While Feld makes a compelling case to question the "spite" theory, and he offers the DoJ an ostensible case theory, it's not a convincing argument; as it ignores current market conditions, and relies on a lot of the same, now obsolete, market "assumptions" that the 1992 Cable Act is based on. Of course, this should come as no surprise, since Public Knowledge's current president--Gene Kimmelman--was one of the principle forces behind the Cable Act (on the side of broadcasters).  See, e.g., this NY Times article from 1992.  Note that the 1992 Cable Act continues to richly reward the broadcasters that these ("natural monopoly") arguments favored.  Consumer Reports notes that cable company "price hikes are mainly driven by the rising costs they face for carrying both traditional broadcast networks, such as CBS and Fox, and regional sports channels."
 
The Blind Men and the Elephant
 
Sometimes, as the old fable illustrates, you can't get an accurate picture by focusing on the smallest possible market that could (conceivably) be defined; and this is what I think is going on here.  In Feld's analysis, the post-merger firm is either a distribution colossus (why else would it need to divest DirecTV?), or a "must have" programming hoarder who may well put competitive video distributors (like Comcast?) out of business.  However, to have this opinion one has to explicitly disregard AT&T's stated reason for the deal--to build an advertising platform of the scale to offer competition to the Google/Facebook duopoly on mobile and desktop screens.
 
Public Knowledge, and the other opponents of AT&T's acquisition of DirecTV, ignored the company's stated purpose for that deal--that AT&T needed scale to be a more effective video distribution competitor.

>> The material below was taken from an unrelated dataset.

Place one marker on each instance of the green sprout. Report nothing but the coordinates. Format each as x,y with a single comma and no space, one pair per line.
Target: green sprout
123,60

Instead, opponents preferred to focus only on the limited number of TV markets that would "lose" a multichannel competitor (those in which AT&T already provided U-verse TV).
 
Three years later, where are we?  Well, customers are continuing to "cut the cord" of traditional pay TV services, like the service offered over AT&T's U-verse.  However, by creating an entirely new video product--DirecTV Now--AT&T has, in less than a year, obtained 800,000 additional customers (a number that represents about 15% of AT&T's entire base of U-Verse TV customers at the time of its DirecTV merger announcement) and 60% of these customers are entirely new customers to AT&T

Said differently, in less than a year of marketing DirecTV Now, AT&T acquired 15% of the customers that took U-Verse TV 10 years to acquire. Rather than losing a choice in a few markets, consumers nationwide gained a choice and acted on it. Thus, consistent with its stated reasoning for acquiring DirecTV, the acquisition allowed it to stimulate output of multichannel video services. Opponents failed to realize the implications of AT&T's DirecTV purchase, in which a new nationwide competitor was created to challenge not only the traditional DirecTV satellite & U-Verse TV services, but also cable companies, other OTT providers, and may have even spurred the entry into the market of newer "large screen" players like Google, Hulu, others.
 
The Opportunity and the Danger
 
The AT&T/TWX merger, as noted by Mark Cuban at a Senate Judiciary Committee Hearing almost a year ago, gives AT&T a chance--and not a very good one, at that (according to Cuban)--to compete against the dominant new media ad giants.  To do this successfully, AT&T will have to, again, expand output of the firm it is acquiring; there simply are not any credible hypotheticals where AT&T "wins" anything by restricting TWX output. 
 
But, if the Department insists on defining the elephant as a snake, based on the shape of its trunk, there is a danger that it leaves existing markets worse off than when it found them.  If, for some crazy reason, AT&T actually agreed to sell off Turner Broadcasting, the only buyer would be another media conglomerate--further concentrating an already highly concentrated market (which is trending toward even greater concentration with Fox-Disney merger rumors) .  Similarly, if AT&T were required to sell off DirecTV, its entire ability to market to a nationwide base of potential video customers would be eliminated--practically guaranteeing that its only profitable strategy would be to restrict output to local market multichannel competitors!